LARGO CONSELHEIRO ANTÓNIO CÂNDIDO

Este bonito e amplo largo, na baixa da cidade de Amarante, na margem esquerda do Tâmega, é uma das mais importantes salas de visita da nossa terra!
Era antigamente a primeira imagem da nossa terra para quem, vindo de Trás-os-Montes e do Douro entrava em Amarante! Por ele acedemos à Rua do Covelo e parte alta da cidade e pela Av. Alexandre Herculano às freguesias do Marão Ocidental!

Este Largo ostenta o nome de um dos mais ilustres amarantinos de sempre!
António Cândido Ribeiro da Costa, doutor nas Faculdades de Direito e Teologia da Universidade de Coimbra da qual foi lente catedrático por nomeação de 1881.
Em abono da verdade histórica, este ilustre amarantino, não nasceu em Candemil, como tem sido teimosamente repetido, mas sim em S. Faustino de Fridão! Nasceu a 29 de Março de 1850 e foi baptizado no dia seguinte, em S. Salvador do Monte, pelo padre Ezequiel Cândido da Cunha Botelho Galhano! Era “ filho natural d’Anna Joaquina Ribeiro, e esta filha legítima de Jozé Joaquim Gonsalves(carpinteiro), e Anna Ribeiro Teixeira(costureira e tecedeira) da Freguezia de S. Faustino de Fridão, Arcebispado Primaz de Braga, cuja creança me foi apresentada por Manoel Caetano Guedes Mourão, d’esta freguesia, nos braços de Anna Joaquina, cazada, também minha parochiana, o qual dito Manoel Caetano servio de padrinho e sua mulher D. AnnadÁbreu Delfina de madrinha, do que forão testemunhas os meus creados Luís e José Bernardo do que fiz este assento.” Como consta do “Livro dos Assentos de Baptizados, fl. 68 v., da Freguesia de S. Salvador do Monte, no Arquivo Distrital do Porto.

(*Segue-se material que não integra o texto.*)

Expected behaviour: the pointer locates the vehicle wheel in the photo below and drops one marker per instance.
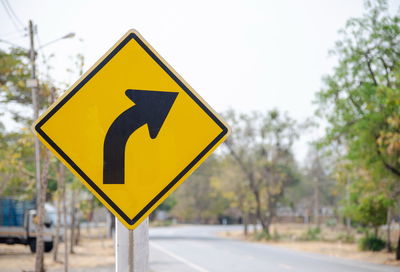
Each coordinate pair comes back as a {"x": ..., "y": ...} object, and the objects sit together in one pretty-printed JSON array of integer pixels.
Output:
[
  {"x": 32, "y": 245},
  {"x": 48, "y": 246}
]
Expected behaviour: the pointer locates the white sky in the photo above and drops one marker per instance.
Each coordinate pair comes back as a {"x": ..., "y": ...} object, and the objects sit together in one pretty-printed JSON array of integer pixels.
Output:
[{"x": 246, "y": 55}]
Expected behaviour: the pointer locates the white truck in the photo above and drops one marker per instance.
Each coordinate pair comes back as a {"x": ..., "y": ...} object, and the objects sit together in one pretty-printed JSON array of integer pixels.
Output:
[{"x": 18, "y": 224}]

Era filho do padre José Joaquim da Costa Pinheiro, abade colado da freguesia de Candemil, que só assumiu a paternidade de António Cândido e de uma outra filha, por testamento cerrado que foi aberto na “Administração do Concelho de Amarante” a 12 de Dezembro de 1885.

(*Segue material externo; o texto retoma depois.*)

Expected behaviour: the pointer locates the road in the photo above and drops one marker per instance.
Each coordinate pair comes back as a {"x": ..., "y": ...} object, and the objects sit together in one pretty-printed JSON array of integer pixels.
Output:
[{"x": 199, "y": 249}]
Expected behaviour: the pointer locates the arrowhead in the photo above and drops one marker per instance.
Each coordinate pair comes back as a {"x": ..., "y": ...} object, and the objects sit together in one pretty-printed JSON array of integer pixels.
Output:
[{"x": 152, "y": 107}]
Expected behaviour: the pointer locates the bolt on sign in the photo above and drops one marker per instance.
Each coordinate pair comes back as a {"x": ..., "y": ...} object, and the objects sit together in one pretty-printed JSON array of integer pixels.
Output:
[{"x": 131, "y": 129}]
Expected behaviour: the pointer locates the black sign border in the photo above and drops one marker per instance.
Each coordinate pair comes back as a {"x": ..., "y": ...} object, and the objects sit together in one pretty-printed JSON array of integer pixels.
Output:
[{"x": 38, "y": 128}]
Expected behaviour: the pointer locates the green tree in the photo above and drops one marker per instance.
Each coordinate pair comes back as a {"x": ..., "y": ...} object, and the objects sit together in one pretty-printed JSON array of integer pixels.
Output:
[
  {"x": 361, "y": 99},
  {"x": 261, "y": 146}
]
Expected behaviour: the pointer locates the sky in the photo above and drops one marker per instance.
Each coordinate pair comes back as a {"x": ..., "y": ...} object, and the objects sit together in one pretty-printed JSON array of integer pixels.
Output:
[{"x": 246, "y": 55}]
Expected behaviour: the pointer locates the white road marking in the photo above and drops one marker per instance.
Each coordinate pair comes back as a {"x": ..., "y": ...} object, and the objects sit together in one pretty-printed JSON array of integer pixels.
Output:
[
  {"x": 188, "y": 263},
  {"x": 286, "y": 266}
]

Destinado à vida eclesiástica, frequentou o curso de Teologia no Seminário Conciliar de S. Pedro de Braga, nos anos lectivos de 1867/68, 1868/69 e 1869/70, tendo concluído em Maio de 1871.

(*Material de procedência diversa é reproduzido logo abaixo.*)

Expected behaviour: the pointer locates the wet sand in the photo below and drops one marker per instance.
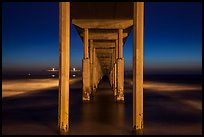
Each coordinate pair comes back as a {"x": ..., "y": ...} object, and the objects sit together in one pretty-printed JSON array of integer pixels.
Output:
[{"x": 165, "y": 111}]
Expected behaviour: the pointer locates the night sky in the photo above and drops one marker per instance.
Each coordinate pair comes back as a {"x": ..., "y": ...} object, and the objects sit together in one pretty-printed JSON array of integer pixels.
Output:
[{"x": 172, "y": 37}]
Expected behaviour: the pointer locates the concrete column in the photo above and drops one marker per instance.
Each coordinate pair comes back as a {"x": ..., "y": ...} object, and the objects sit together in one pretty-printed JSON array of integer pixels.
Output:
[
  {"x": 94, "y": 70},
  {"x": 120, "y": 71},
  {"x": 86, "y": 69},
  {"x": 91, "y": 64},
  {"x": 120, "y": 67},
  {"x": 63, "y": 96},
  {"x": 120, "y": 43},
  {"x": 138, "y": 34},
  {"x": 116, "y": 68}
]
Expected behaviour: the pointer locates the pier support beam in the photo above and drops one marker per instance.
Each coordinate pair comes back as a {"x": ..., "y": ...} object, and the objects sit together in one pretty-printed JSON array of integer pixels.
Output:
[
  {"x": 63, "y": 96},
  {"x": 138, "y": 34},
  {"x": 91, "y": 65},
  {"x": 120, "y": 65},
  {"x": 86, "y": 69}
]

Matriculou-se no Curso de Direito na Universidade de Coimbra, que concluiu no ano lectivo de 1875. O seu Doutoramento foi concluído em 1878.
Já em Lisboa iniciou a sua carreira política no Partido Progressista em que se filiou e foi eleito deputadopara a Câmara de 1880-1881 e fez igualmente parte das de 1884-87 e 1887-89 e em 31 de Março de 1891 foi nomeado Par do Reino, tomando assento nessa Câmara a 1 de Junho de 1891.
Foi Ministro do Reino de 13 de Outubro de 1890 a 21 de Maio de 1891. A 13 de Março de 1902 foi nomeado Conselheiro de Estado. Em 3 de Abril de 1905 foi nomeado Presidente da Câmara dos Pares e quando em 1910 se proclamou a República desempenhava as funções de Procurador-Geral da Coroa, lugar de que se aposentou.
Foi também Vice-presidente da Academia Real das Ciências, , visto que a presidência competia ao rei.
Homem possuidor de grande inteligência, memória e cultura, atingiu a maior notoriedade e respeito no seu tempo, tendo-se distinguido pelas suas qualidades oratórias tanto  na tribuna religiosa como na tribuna política!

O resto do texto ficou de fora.